I bought a couple last year but didn't get a chance to use them.


----------



## tomb (Oct 9, 2004)

I like the HT polar therm brand. All six of mine fit in a duffel bag. Frabill's thermal is easier to transport but doesn't cover the hole as well. The frame style tip ups are only good on warm days, they freeze up quickly any other time. I glued corks to the spool of my tip ups to provide a hook keeper.


----------



## ezbite (May 25, 2006)

hey tomb, how do you like those type of tip up. are those the ones al linders picture is on? just saw those at gander mtn and they were $5 more than the frame type. im thinking of switching over to those that cover the hole to prevent freeze up. i fish alot at night and it is a problem. do they really work?


----------



## tomb (Oct 9, 2004)

I've never seen the one's with Linder's pic on them. But I also bought half of these over 10 years ago, added one a year after that. I know they have gotten quite expensive since then. Work vey well, the only ice that develps is on the waterline of the shaft. Even this little bit of ice is no problem. Like I said the frabill ones are easier to tansport, but the disk isn't as large as these.The HT's come in black and orange. I would recommend trying one before you purchase the other five. Here's one link I found. http://www.icefishingshop.com/tipups/ht_tackle_polar_therm.html

This walleye came on a tip up last year on Mosquito. Also caught a ton of crappies. I normally use size four octopus hooks. Plan on trying circle hooks this year, had a couple small fish get gut hooked, I hate that.


----------



## mikie_fin (Jun 25, 2004)

I love Tip-ups. When I come to Ohio to ice fish, that is what I use. I have the orange circular ones that were pictured here, wood ones and plastic ones that are similar to the wood ones. Have had luck with all. The circular ones are better when it is real cold. They keep the hole covered so the water does not freeze in the hole. I typically use small treble hooks.


----------



## joe01 (Apr 16, 2004)

Thanks guys for the info, I think I will see if I can find any good deals on e-bay first. I like that set up TOMB, Nice fish. One more questiion, If gills hit the tip up will the flag still come up, I would hate to have a small fish gut hooked all day.


----------



## mikie_fin (Jun 25, 2004)

joe01 said:


> One more questiion, If gills hit the tip up will the flag still come up, I would hate to have a small fish gut hooked all day.

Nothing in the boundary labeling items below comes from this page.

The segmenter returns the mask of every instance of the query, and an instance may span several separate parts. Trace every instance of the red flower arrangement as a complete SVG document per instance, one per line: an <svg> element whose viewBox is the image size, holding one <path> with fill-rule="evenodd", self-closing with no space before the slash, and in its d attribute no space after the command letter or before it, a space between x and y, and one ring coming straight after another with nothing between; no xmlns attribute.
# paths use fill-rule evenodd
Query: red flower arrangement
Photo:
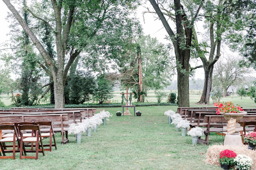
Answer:
<svg viewBox="0 0 256 170"><path fill-rule="evenodd" d="M246 134L244 136L244 141L253 144L256 144L256 132L254 132Z"/></svg>
<svg viewBox="0 0 256 170"><path fill-rule="evenodd" d="M216 109L217 114L219 115L220 112L228 113L239 113L244 111L242 107L239 105L235 106L234 103L229 101L228 102L215 103L214 106L218 107Z"/></svg>
<svg viewBox="0 0 256 170"><path fill-rule="evenodd" d="M236 156L236 153L232 150L226 149L220 153L219 161L222 164L232 165L234 164L234 159Z"/></svg>

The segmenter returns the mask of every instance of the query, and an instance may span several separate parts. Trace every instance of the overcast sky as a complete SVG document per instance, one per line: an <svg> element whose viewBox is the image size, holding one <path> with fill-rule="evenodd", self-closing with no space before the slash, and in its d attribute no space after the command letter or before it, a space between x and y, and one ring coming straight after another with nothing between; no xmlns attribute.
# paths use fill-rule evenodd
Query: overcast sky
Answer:
<svg viewBox="0 0 256 170"><path fill-rule="evenodd" d="M146 6L151 7L150 4ZM151 8L152 9L152 7L151 7ZM145 14L145 23L144 23L142 12L146 10L144 7L141 6L137 10L137 17L139 18L143 28L144 34L150 34L152 37L156 37L159 42L162 43L168 43L169 42L164 39L167 32L163 28L161 21L158 19L156 20L155 15L152 14ZM6 36L6 34L9 33L9 23L5 19L7 15L7 11L9 11L7 6L2 0L0 0L0 23L1 23L0 28L0 43L9 40L8 37ZM202 28L202 23L197 23L196 26L198 30L200 30ZM198 64L201 64L198 63ZM204 77L203 69L198 69L196 71L195 78L203 79Z"/></svg>

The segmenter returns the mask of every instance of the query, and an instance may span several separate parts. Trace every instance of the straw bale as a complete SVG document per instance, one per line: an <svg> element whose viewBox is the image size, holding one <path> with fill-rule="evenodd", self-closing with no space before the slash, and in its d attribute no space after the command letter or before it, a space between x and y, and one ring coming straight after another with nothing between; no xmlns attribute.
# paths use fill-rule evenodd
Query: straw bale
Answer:
<svg viewBox="0 0 256 170"><path fill-rule="evenodd" d="M212 145L209 147L206 152L206 159L204 161L206 164L220 166L219 157L220 152L225 149L233 150L236 154L243 154L249 156L253 162L252 169L256 170L256 150L248 149L247 145L229 146Z"/></svg>

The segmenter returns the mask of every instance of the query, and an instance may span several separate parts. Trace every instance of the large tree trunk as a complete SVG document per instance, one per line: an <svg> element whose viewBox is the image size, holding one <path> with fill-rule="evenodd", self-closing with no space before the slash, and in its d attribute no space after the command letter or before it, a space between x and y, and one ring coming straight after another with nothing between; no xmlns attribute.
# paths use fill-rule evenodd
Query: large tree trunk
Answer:
<svg viewBox="0 0 256 170"><path fill-rule="evenodd" d="M55 108L64 108L65 99L64 98L64 82L63 77L58 76L58 77L54 77L54 101Z"/></svg>
<svg viewBox="0 0 256 170"><path fill-rule="evenodd" d="M214 65L204 67L204 85L203 93L200 101L196 104L210 104L210 93L212 90L212 74Z"/></svg>

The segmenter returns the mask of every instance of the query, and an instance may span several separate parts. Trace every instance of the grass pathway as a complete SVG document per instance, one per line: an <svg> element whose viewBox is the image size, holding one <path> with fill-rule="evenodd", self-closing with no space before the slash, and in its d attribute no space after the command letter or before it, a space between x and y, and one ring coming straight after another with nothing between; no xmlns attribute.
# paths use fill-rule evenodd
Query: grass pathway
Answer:
<svg viewBox="0 0 256 170"><path fill-rule="evenodd" d="M174 125L168 124L165 111L177 107L138 107L141 117L117 117L118 108L101 108L113 114L106 126L88 137L83 134L78 144L70 135L70 142L60 144L57 133L57 150L39 154L38 160L0 160L1 169L221 169L206 165L202 160L208 146L192 146L191 137L181 136ZM48 139L44 140L46 143ZM210 136L211 144L220 144L222 137ZM30 154L34 154L30 153Z"/></svg>

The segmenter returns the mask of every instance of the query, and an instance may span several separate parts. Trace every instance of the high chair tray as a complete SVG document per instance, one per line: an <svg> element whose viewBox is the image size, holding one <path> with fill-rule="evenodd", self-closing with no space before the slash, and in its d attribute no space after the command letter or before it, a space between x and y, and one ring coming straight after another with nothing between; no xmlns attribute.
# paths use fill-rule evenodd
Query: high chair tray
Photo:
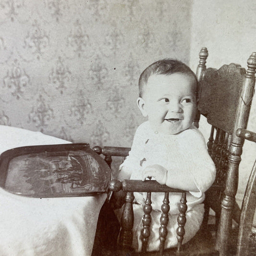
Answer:
<svg viewBox="0 0 256 256"><path fill-rule="evenodd" d="M33 197L107 193L110 168L88 144L16 147L0 156L0 186Z"/></svg>

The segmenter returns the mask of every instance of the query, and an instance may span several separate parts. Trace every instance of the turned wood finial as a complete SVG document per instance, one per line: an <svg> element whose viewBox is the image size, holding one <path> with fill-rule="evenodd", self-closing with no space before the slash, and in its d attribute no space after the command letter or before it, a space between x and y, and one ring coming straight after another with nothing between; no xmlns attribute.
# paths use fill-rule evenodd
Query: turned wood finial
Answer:
<svg viewBox="0 0 256 256"><path fill-rule="evenodd" d="M203 47L199 52L199 58L206 60L208 57L208 50L206 47Z"/></svg>
<svg viewBox="0 0 256 256"><path fill-rule="evenodd" d="M256 73L256 52L253 52L247 61L248 69L247 70L246 76L255 77Z"/></svg>
<svg viewBox="0 0 256 256"><path fill-rule="evenodd" d="M199 52L199 63L198 67L206 68L206 59L208 57L208 50L206 47L203 47Z"/></svg>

Depending on the size of the gill. It has happened to me once or twice. Real small gills may not set off the flag.


----------



## FISHIN 2 (Jun 22, 2005)

I like the polar style tip-up made by ht enterprises. You can set the drag and it gives you a light or heavy setting. I bought mine at walmart for about 7.00 apiece, even caught a few of em for 3.00 on the sale rack. I like the black frames as the absorb the suns heat. Do yourself a favor and buy a GOOD pair of ICE CLEATS, cause you'll be wanting them while tending all those tip-ups.
I have slipped into a few of those holes as you're slidin by with out them !!!
Enjoy and dress warm, oh yea, A vexilar helps too!!! I like to set out a few tip-ups and jig with a hand pole being very consious of the vexilar humming ! First drill a bunch of holes that are scattered, I like to start shallow to deep, Set some tip-ups and jig the rest, heck, every now and then, pull the tip-up line out and work those holes, you'll be surprised at the results !! You can set 6 tip-ups and still fish with one pole as I understand. Or use two poles.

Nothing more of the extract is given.